When it comes to gender roles’ effect on lung cancer in America compared to Australia, the gap between female and male lung cancer incidence and mortality rates is much smaller than Australia’s. In America, there is an estimated 228,150 new cases of lung cancer per year -in which 116,440 are in men and 111,710 are in women (American Cancer Society, 2019). Additionally, there is an estimated 142,670 deaths from lung cancer every year -in which 76,650 are in men and 66,020 are in women (American Cancer Society, 2019). It is important to note that the number of deaths are much larger in America since the population in America is bigger than Australia’s -however, Australia still has a higher mortality rate. Overall, in America the chance that a man will develop lung cancer in his lifetime is about 1 in 15, while for a woman the risk is about 1 in 17. Just like the disparity that the Aboriginal population of Australia face when it comes to lung cancer, black men and women in America also face a disparity as they are about 15% more likely to develop lung cancer than white men and women (Desantis, C., Miller, K., Goding Sauer, A., Jemal, A., & Siegel, R., 2019). In America, both black and white women have lower rates of lung cancer incidence than men, but this gap is very close to closing (American Cancer Society, 2019).

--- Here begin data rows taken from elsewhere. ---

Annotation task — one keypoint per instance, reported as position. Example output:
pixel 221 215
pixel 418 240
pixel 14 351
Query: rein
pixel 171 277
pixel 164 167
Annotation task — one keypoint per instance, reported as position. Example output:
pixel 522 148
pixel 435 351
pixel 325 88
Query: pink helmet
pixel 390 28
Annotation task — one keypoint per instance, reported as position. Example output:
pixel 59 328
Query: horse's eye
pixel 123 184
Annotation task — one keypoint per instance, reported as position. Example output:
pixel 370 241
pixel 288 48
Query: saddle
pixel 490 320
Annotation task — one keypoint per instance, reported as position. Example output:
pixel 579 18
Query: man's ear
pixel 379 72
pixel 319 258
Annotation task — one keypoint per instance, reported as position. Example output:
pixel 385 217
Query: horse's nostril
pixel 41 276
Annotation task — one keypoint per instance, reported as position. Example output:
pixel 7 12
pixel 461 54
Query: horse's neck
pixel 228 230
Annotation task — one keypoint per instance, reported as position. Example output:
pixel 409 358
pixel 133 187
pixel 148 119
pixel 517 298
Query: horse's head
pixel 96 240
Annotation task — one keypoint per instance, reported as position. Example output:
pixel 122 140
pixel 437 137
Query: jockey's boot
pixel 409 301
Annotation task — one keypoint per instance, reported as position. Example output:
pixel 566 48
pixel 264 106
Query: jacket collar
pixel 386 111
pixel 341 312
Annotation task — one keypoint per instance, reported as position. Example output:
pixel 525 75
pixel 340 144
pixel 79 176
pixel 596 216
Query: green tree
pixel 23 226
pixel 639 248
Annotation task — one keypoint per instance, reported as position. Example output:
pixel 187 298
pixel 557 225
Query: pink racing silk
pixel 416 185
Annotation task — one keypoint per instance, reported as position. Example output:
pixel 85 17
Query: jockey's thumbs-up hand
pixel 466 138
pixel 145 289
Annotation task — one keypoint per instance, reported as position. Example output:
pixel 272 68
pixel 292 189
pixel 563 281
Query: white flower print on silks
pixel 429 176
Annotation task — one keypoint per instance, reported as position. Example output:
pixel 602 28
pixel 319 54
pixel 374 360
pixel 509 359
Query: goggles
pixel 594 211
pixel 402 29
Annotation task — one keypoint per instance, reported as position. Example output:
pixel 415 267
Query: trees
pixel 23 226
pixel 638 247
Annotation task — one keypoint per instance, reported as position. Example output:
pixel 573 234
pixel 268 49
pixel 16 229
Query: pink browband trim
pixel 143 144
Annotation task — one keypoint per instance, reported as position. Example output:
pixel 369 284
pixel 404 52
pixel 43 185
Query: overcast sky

During the past 50 years there has also been a dramatic increase in the incidence of lung cancer in women in America- just like in Australia (Donington, J., & Colson, Y., 2011). There is a gap in the literatures when it comes to causes of the increase in lung cancer for women in both Australia and America. Most of the articles contribute this rise to an increase in smoking tobacco within the female population, however, approximately 1 in 5 women with lung cancer have never smoked (Donington, J., & Colson, Y., 2011). Some small studies have tried examining the significance of gender-based differences in epidemiology, genetics, hormones, and treatments of lung cancer to find what is the cause of 20 percent of the women with lung cancer, but not many studies have found significant data (Donington, J., & Colson, Y., 2011).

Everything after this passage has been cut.